How lucky we are to get one of these every six months; I always felt we missed out during the heyday of competitive street dance movies, the brief period in 1984 which brought us Beat Street, Breakin’, and that classic among classics, Breakin’ 2: Electric Boogaloo. 24 years later, and there’s only one real difference: namely, are they really serious this time around?
The 1984 films may not be masterpieces, but they are time-capsule entries from their era, painting a gritty portrait of the year, employing a cast of real street dancers (who among us can ever forget Shabba-Doo or Boogaloo Shrimp?) and, apparently, other amateurs in the realm of filmmaking.

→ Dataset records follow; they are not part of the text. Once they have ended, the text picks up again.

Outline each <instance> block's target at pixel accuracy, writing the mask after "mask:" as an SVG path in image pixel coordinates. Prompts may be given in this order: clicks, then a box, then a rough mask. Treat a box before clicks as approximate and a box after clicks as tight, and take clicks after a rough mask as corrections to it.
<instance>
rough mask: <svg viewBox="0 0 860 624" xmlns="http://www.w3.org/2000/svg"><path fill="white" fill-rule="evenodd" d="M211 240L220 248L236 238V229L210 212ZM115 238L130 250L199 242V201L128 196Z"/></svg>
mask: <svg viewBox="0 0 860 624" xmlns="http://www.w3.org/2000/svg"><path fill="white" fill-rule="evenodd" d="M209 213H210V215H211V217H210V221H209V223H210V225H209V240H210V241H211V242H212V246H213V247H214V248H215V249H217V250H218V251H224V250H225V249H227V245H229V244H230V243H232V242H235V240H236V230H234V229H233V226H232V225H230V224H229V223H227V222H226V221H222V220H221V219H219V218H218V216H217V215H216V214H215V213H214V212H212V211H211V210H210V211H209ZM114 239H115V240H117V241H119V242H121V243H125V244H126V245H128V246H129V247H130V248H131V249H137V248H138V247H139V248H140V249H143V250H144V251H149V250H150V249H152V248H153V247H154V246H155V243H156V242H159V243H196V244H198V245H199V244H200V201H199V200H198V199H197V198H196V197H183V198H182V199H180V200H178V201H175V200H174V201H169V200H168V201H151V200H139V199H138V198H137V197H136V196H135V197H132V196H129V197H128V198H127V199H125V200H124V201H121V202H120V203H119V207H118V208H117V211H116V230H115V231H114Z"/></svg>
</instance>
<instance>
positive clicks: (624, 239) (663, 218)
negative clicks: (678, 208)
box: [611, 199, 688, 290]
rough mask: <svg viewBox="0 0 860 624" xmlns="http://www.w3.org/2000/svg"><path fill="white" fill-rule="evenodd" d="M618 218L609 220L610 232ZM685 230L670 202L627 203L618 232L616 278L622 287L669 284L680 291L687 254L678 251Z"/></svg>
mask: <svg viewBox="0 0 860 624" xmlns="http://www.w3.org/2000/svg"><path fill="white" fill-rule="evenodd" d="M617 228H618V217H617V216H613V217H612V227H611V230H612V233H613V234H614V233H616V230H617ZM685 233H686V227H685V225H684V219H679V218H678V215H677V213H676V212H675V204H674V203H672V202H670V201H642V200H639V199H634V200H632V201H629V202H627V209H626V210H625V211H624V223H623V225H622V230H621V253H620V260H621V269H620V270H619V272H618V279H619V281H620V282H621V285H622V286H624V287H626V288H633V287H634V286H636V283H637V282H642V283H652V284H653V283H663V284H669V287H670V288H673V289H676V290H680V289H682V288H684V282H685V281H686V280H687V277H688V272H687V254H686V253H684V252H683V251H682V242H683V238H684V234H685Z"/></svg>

Step Up 2 the Streets gives us an urban landscape most reminiscent of recent Pepsi advertisements, with a good-looking, clean-cut teen cast ripped from TV’s The O.C.
I have no idea if street dancing has really made this unexpected comeback in recent years, but films like this completely fail to convince me.
Plot is as hopelessly cliché as one might expect, with Andie (Briana Evigan) leaving her street ‘crew’ to study dancing at the Maryland School of the Arts, torn between her roots and her future, falling for hunky Chase (Robert Hoffman).
Will she be thrown out of school for her wild street dancin’ antics? Can she prove herself against her old friends at the big dance-off?
We’ve seen it all before, and there’s absolutely nothing new here; it could only be more redundant if the characters banded together to save the old discotheque or pinball arcade from closing down (what would teens band together to save these days, anyway? Starbucks?)
Stone-faced, gravelly-voiced Evigan looks attractive enough but seems an odd choice for a heroine.
Dancing scenes are good but too short and over-edited, past the point where we might actually believe the dancers are actually, y’know, dancing.